The Navy Unit at Sands Point in Long Island harnessed the talents of Germans they found. The product was advanced sensors and weapons and a case in point. It was lesser known than the Army operation called “PAPERCLIP,” which relocated German Rocketeers from Peenemunde to Huntsville, Alabama. They then built the technology that enabled missiles to fly across the globe and took America to the Moon. But Sands Point (“The Castle”) and the products they made were equally critical in the development of the modern US Navy.
New York City was a hub for that activity, and then (as now) the Naval Reserve component was essential to mission accomplishment. The connection of the District Intelligence Office with New York criminal enterprises is now well known, though highly sensitive in its time. I attended the funeral of a grand old man who had been on the ground in Sicily during Operation HUSKY, when the defenses on the island were curiously ineffective against the advancing Yanks. Quite different from what happened at the beachhead under the guns of Monte Casino.
That disconnected batch of stories- the ones Tom wanted to share- butt up with those of the early 1950s from other sources. Some of those tales from a nice old woman whose husband played Starsky and Hutch games with Tito’s thugs in Belgrade. They include the story of a historic port visit by the 6th Fleet flagship in the Soviet backyard. Interesting stuff, but largely forgotten.

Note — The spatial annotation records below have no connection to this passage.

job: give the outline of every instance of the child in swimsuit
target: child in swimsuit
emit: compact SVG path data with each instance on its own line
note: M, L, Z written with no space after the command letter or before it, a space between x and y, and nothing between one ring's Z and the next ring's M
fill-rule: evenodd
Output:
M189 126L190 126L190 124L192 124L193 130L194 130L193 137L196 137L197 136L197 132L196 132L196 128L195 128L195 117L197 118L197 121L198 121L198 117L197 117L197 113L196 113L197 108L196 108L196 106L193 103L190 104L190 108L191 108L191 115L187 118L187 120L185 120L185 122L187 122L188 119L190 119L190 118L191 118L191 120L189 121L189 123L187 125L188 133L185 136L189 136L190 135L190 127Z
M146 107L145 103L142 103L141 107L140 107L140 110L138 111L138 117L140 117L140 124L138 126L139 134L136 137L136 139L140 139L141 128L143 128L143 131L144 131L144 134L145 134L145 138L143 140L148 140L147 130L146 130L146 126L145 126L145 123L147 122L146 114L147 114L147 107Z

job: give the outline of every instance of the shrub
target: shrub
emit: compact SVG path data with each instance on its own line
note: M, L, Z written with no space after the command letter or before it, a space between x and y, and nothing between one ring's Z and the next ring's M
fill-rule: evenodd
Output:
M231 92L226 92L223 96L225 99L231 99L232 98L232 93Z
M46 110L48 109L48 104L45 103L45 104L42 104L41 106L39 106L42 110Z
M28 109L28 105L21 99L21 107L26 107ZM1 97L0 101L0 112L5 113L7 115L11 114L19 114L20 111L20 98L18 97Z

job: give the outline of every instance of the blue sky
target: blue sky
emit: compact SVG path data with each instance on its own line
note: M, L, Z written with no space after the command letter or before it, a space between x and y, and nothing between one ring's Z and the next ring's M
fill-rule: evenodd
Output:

What is interesting is the demonstration of the truth in Falkner’s observation: the past is not dead. It is not even past.
We are now working on putting together the various parts of the story the participants felt worth sharing. And minding the sensitivities of the various interested groups.
But before you go, scroll back up to the image of Big Smoke that starts this teaser. In Tom’s narrowed gaze you will get a distant glimpse of how things used to work. And to be alert when you are doing it.